It was hardly a good National Holiday to begin with: Beijing was soaked in rain, a gray sky looming low on a wet capital. It was made even worse for Chinese policymakers by Hong Kong’s present to the motherland: the biggest protest to challenge the central government since the days of Tiananmen.
Not many people would know about it though: little information has been allowed to filter through the ‘great firewall,’ as China’s online censorship system is called. As usual, Facebook, Twitter and YouTube were down, but for the occasion Instagram was blocked, too. Photographs of protesters holding banners and being tear-gassed in downtown Hong Kong would have ruined the patriotic mood – or they might have stirred sympathy, which is likely why the photo-sharing platform was shut down.
Chinese social media have faced a sharp hike in controls. According to Weiboscope, a project which monitors censorship and is supported by the University of Hong Kong, the number of Weibo posts which were deleted increased five-fold over last weekend. The South China Morning Post (SCMP) quoted Dr. Fu King-wa, the professor responsible for the project, as saying that “you can see that the keywords [in censored posts] such as ‘police’, ‘justice’, they are all linked to protest in Hong Kong.”
A timeline provided by the South China Morning Post shows that last Saturday the number of inaccessible posts tripled to 98 and the following day about 152 posts per 10,000 messages were deleted, or “about five times the preceding week’s average.” The paper also reported that the access to posts with the hashtag ‘Hong Kong’ was blocked on Monday and “later removed from its [Weibo’s] rankings.”

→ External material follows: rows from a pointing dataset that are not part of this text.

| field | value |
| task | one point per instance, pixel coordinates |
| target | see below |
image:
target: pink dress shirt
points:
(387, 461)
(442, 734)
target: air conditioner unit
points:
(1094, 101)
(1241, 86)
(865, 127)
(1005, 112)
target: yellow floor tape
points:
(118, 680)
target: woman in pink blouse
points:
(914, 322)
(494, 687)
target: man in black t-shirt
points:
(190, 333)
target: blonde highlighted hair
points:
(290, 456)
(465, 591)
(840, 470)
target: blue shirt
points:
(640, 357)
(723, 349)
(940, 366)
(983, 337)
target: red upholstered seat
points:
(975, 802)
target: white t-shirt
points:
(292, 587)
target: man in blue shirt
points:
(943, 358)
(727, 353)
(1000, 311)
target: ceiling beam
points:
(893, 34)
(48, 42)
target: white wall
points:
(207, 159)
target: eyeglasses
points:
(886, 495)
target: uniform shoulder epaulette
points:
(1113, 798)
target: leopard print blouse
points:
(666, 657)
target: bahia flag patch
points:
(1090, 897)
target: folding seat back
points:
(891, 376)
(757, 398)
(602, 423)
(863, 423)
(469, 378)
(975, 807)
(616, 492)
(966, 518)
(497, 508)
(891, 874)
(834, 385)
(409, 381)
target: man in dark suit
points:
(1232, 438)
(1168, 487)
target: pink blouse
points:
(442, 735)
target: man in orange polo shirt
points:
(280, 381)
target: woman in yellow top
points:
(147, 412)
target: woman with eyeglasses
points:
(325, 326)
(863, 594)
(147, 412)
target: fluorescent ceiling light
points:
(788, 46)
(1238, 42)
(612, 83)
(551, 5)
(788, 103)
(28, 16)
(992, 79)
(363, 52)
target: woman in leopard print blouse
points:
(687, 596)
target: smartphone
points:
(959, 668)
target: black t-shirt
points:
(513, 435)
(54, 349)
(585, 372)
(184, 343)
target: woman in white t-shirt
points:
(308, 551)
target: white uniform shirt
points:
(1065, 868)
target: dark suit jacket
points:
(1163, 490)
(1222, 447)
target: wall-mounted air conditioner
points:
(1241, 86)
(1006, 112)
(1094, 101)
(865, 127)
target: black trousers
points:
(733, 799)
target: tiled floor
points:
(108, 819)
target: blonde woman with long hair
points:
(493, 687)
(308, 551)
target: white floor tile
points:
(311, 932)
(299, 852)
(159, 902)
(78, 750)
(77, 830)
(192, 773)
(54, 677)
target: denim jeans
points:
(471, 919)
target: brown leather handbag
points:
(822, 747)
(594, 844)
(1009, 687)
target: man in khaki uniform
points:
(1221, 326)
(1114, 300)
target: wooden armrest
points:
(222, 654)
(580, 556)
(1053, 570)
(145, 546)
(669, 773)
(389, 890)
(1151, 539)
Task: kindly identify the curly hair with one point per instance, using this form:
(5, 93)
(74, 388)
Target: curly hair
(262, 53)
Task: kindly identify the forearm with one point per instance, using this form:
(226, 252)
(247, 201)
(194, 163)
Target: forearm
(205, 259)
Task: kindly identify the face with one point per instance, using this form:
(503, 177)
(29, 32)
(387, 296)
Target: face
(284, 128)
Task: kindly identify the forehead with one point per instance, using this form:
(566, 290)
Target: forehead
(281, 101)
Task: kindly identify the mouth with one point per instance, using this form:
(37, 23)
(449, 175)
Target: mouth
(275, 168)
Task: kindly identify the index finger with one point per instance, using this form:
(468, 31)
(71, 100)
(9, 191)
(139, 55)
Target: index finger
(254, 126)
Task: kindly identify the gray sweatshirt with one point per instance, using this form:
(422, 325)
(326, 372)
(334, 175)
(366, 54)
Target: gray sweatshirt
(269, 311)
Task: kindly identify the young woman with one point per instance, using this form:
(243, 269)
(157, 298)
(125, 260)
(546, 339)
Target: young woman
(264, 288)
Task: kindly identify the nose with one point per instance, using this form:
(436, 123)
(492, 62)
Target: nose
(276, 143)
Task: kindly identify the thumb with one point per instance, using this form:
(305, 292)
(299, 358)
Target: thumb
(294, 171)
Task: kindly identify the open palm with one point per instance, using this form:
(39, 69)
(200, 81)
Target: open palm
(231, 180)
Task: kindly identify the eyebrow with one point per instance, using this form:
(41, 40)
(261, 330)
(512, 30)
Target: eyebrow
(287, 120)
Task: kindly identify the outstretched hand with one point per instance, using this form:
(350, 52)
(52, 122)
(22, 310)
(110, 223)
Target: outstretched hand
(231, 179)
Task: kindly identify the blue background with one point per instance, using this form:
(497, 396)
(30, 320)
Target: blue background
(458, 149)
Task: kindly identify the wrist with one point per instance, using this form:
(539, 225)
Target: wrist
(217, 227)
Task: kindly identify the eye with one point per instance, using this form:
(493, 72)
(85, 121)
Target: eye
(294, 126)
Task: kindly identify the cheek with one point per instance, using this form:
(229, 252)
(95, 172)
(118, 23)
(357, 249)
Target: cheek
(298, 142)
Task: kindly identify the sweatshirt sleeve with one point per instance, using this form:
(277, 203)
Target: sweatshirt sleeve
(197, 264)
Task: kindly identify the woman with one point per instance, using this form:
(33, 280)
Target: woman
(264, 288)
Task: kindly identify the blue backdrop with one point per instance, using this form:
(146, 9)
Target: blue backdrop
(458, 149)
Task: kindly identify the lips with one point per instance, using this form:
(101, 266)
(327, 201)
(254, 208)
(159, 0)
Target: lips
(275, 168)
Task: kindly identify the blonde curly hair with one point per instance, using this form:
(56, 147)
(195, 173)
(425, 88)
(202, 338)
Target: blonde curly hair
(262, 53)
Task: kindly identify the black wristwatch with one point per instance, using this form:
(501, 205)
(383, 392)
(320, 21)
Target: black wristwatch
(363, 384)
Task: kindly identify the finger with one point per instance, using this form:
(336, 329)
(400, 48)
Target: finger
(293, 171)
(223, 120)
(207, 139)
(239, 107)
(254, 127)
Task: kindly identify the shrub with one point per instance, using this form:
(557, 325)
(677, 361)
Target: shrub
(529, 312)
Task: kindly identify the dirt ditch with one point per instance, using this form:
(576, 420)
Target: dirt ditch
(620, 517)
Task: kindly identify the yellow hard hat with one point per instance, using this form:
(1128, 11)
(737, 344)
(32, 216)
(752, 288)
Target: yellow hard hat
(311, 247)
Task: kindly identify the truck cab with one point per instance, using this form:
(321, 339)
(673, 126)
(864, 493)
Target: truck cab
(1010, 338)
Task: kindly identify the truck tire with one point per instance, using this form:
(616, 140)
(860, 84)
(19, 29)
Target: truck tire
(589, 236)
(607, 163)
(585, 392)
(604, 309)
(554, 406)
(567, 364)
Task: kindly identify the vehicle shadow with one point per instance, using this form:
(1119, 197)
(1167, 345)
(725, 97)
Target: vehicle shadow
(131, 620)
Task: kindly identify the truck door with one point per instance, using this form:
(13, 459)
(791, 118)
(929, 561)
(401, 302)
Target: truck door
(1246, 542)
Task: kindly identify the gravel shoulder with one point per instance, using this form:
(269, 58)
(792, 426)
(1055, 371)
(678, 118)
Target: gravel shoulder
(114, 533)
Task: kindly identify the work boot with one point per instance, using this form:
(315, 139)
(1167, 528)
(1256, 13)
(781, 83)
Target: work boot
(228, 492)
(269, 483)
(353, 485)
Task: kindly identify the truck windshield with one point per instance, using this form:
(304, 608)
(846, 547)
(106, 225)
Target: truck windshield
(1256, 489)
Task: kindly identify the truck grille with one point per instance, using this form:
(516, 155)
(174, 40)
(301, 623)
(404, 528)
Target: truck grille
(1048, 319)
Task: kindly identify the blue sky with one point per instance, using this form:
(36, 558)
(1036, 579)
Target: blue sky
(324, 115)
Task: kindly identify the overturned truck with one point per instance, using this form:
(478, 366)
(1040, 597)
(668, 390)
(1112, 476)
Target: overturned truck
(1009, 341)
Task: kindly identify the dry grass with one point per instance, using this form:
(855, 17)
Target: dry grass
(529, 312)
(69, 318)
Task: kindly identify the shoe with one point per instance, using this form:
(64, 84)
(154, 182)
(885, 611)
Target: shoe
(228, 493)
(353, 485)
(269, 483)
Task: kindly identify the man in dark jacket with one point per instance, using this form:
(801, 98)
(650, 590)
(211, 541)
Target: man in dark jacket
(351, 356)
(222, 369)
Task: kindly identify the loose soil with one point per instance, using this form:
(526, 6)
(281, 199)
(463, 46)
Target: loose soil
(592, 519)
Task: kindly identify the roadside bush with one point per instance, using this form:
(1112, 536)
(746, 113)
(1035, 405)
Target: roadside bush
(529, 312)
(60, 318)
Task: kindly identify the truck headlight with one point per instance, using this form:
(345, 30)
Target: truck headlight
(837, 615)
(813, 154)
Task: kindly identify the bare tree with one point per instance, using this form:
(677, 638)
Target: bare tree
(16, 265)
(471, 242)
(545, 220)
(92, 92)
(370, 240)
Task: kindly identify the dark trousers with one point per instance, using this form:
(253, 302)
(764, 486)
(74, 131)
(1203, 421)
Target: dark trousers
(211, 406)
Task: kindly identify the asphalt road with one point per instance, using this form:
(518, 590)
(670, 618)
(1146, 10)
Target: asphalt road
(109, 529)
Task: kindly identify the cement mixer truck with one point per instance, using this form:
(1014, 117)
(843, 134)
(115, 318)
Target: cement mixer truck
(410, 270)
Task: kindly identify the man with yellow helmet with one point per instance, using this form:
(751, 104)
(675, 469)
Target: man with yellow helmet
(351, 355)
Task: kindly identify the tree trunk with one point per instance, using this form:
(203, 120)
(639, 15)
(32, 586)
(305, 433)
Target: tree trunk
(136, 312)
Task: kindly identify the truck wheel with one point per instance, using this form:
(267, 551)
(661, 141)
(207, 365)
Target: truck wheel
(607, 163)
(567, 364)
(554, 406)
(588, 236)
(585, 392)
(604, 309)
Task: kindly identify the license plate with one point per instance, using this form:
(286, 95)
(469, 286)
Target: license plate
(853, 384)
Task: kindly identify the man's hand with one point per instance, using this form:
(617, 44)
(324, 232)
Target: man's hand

Meanwhile, official papers have kept an eerie silence. By simply looking at the front pages, you would hardly guess what is going on. As of October 2, the People’s Daily’s Chinese version – which on the previous day had published an editorial about the topic – did not report the trouble brewing in the former colony. The city was only mentioned in one article referring to the customary flag raising ceremony on October 1: “the Hong Kong Special Administrative Region held a flag raising ceremony at the Golden Bauhinia Square in Wan Chai this morning,” wrote the Party’s mouthpiece, adding that “many Hong Kong citizens made special trips to go there to see the flag-raising, (they) believe that Hong Kong’s tomorrow will be better.”
The English version of the paper, too, steered clear of sensitive subjects. It touched on Hong Kong, but just to report the city’s current – and embattled – Chief, C Y Leung, as saying that “Hong Kong must capitalize on the combined advantages of ‘One Country’ and ‘Two Systems’” formula.
China Daily did report that protests were taking place, but just to quote Mr. Leung, who urged protesters to “to end the protest immediately.”
On the Global Times’ English website, top news included “Suicide blast hits Afghan army bus in Kabul, killing 4,” “Deadly blasts rock Syria amid military showdown,” “Beijing receives record number of tourists on National Day” and “UN chief slams deadly bombing attacks in Syria,” among others. No trace of Hong Kong. Only the editorial page showed two articles criticizing the Occupy Central movement because ‘it adds merely noise’ and because the ‘street movement ruins Hong Kong image.’
The tightening of the news flow into and inside the motherland certainly underscores the authorities’ desire to keep the protests in Hong Kong firmly contained there. Reports of the crisis could also imply a loss of face for the government: the answer one often gets when talking about former leader Deng Xiaoping is that one of the great things he did – along with making China richer and improving education – is that he took Hong Kong and Macau back from the British and the Portuguese, respectively. But what would people make of the images coming out of Hong Kong now, as the people protest against the same institution that has welcomed them back to the mainland?